Lag-Llama: Open-Source Foundation Model for Time Series Forecasting

artificial intelligence data science machine learning python time series Feb 11, 2024

In October 2023, I published an article on TimeGPT, one of the first foundation model for time series forecasting, capable of zero-shot inference, anomaly detection and conformal prediction capabilities.

However, TimeGPT is a proprietary model that is only accessed via an API token.
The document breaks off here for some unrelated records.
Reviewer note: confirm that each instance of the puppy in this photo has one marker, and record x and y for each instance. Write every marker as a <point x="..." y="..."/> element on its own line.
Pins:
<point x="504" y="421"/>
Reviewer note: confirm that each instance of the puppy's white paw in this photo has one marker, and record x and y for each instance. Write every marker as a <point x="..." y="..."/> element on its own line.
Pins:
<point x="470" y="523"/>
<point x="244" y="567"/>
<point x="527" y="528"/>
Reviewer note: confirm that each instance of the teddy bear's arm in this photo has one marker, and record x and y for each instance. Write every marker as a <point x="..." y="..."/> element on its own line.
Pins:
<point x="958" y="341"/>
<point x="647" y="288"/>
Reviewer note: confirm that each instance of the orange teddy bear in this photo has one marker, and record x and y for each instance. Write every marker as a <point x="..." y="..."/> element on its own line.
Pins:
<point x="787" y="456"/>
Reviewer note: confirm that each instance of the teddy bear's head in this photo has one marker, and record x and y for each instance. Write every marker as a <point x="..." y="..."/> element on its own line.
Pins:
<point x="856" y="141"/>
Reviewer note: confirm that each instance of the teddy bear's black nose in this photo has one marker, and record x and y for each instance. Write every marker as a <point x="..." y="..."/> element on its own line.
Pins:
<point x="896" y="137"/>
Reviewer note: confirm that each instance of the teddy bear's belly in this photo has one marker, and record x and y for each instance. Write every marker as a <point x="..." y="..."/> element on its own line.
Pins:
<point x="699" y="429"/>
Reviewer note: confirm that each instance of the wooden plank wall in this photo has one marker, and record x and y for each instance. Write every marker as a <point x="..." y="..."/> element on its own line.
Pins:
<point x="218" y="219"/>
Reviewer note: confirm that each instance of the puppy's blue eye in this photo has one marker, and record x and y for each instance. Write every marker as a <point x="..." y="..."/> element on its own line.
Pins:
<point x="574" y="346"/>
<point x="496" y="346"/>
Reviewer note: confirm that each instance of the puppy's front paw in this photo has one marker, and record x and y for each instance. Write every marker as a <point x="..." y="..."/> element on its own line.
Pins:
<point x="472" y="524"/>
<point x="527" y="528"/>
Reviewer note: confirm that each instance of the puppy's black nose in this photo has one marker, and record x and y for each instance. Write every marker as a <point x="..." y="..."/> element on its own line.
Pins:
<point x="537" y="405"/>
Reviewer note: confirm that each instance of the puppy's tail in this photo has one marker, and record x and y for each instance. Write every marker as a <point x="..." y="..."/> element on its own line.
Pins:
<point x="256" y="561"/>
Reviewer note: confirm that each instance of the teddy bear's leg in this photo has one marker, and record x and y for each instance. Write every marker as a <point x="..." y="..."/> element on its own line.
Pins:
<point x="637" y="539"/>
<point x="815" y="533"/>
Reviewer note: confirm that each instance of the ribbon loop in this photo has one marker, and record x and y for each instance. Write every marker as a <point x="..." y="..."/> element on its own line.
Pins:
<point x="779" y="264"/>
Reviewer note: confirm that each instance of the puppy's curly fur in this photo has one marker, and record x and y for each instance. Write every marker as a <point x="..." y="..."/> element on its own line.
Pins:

Still, it sparked more research in foundation models for time series, as this area has been lagging compared to natural language processing (NLP) and computer vision.

Fast-forward to February 2024, and we now have an open-source foundation model for time series forecasting: Lag-Llama.

In the original paper: Lag-Llama: Towards Foundation Models for Probabilistic Time Series Forecasting, the model is presented as a general-purpose foundation model for univariate probabilistic forecasting. It was developed by a large team from different institutions like Morgan Stanley, ServiceNow, Université de Montréal, Mila-Quebec, and McGill University.

In this article, we explore the architecture of Lag-Llama, its capabilities and how it was trained. Then we actually use Lag-Llama in a forecasting project, and compare its performance to other deep learning methods life Temporal Fusion Transformer (TFT) and DeepAR.

Of course, for more details, you can read the original paper.

Learn the latest time series analysis techniques with my free time series cheat sheet in Python! Get the implementation of statistical and deep learning techniques, all in Python and TensorFlow!

Let’s get started!

Explore Lag-Llama

As mentioned earlier, Lag-Llama is built for univariate probabilistic forecasting.

It uses a general method for tokenizing time series data that does not rely on frequency. That way, the model can generalize well to unseen frequencies.

It leverages the Transformer architecture along with a distribution head to parse the input tokens and map them to future forecasts with confidence intervals.

Since there is a lot to cover, let’s explore each main component in more detail.

Tokenization with lag features

The tokenization strategy of Lag-Llama involves constructing lagged features of the series using a specified set of lags.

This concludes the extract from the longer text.